They made it to the parlor and then Twyla steered them into a part of the house Emily hadn’t seen before.

"As long as it’s not snowing or raining and it’s not so cold that his fingers hurt, every Sunday Josh fires up the grill in the back and we have a barbeque. The kids get the kitchen for any side dishes Dad can’t grill and I get to sit on the patio or in the dining room being waited on like I really am the belle of the plantation." She smiled her biggest smile. "It works for me."

Emily had to laugh at that. "I’ll bet it does. Quite a little racket you’ve got going here on Sundays." She was just about to ask who all came to dinner, when they entered the elegant dining room and Emily had to stop and stare.

The room was as gracious and elegant as the rest of the house so that didn’t surprise her, but the table did. It was gigantic. She hadn’t seen one this big since she saw pictures of one of the Queens’ castles in a book years ago.

She quickly did a count down one side, doubled that and added the two chairs at each end and came up with a table that seated sixty people easily. It was covered in a beautiful pale blue damask cloth, which complemented the fabric on the chair backs and seats beautifully. The whole room was perfect except for one thing.
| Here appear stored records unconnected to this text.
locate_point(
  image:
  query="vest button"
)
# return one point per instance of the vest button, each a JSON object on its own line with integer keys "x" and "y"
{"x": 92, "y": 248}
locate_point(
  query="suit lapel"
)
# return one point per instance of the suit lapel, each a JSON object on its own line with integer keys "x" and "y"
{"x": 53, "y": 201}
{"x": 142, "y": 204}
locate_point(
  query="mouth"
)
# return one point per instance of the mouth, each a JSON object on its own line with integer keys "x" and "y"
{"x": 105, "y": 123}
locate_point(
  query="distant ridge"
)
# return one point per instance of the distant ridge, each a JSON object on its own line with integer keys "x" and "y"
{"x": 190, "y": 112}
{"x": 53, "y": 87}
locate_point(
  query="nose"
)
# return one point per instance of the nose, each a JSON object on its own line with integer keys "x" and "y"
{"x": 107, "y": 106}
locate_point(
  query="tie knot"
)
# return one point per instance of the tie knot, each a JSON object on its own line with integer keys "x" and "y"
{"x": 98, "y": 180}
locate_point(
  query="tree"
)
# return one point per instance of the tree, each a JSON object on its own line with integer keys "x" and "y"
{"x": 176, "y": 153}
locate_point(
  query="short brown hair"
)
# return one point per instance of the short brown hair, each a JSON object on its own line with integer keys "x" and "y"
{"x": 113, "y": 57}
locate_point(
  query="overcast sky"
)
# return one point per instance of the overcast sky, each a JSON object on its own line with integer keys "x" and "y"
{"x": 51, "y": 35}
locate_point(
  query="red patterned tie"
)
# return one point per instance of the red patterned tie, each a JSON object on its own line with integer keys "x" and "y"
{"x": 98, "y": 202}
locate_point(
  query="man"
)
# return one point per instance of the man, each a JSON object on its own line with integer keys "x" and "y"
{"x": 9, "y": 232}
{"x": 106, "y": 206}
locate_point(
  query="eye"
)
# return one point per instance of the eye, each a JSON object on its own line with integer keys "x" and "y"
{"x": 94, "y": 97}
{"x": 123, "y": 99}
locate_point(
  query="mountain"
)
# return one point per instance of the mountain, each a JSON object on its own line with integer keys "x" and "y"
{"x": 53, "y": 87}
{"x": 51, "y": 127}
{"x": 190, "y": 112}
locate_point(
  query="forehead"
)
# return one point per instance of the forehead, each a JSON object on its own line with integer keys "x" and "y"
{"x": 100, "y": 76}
The huge table, covered by the expensive and obviously custom-made tablecloth, was covered again with a giant sheet of clear plastic.

Emily couldn’t help the grin she gave into. It reminded her of all those visits she made to her aunt’s parents house in Anaheim. Every piece of furniture in the living room was slip covered in clear plastic "to keep the wear off the fabric" she was told. She thought it was the tackiest thing she’d ever seen, and the most uncomfortable, but this…this was just precious.

She was going to ask about it when the purpose for it became obvious. From the other door came a veritable parade of children ranging in age from pre-school to about mid-teens, all of who were carrying bowls and platters or pitchers or plates.

The number of times something spilled or sloshed onto the table proved the good of the tarp covering it in just the first two minutes. The noise as the kids talked to each other wasn’t quite as loud as she remembered from her college cafeteria, but it ran a close second. She figured she could ask Twyla about the kids if she only raised her voice a bit but just as she began to do it, two of the mid size kids began to circle the table. One laid a plate at each chair and the next set down the silver wrapped in napkins. The repetitive pounding of clatter, thump, clang as first the heavy plates were laid down, followed by the flatware brought the noise level up just enough that shouting became necessary.

Shouting over the din, Emily said, "I take it that these are your grandchildren?"

"They sure are. Aren’t they beautiful?"

Emily had another new experience. She watched and listened as Twyla answered her and realized that she hadn’t raised her voice, but Emily was able to hear her just fine, while the writer had had to shout. It seemed that Twyla just modulated the pitch of her voice and never had to increase the volume. She must have looked like she was questioning how she did it, because Twyla just patted her arm and said. "It’s a Mom thing."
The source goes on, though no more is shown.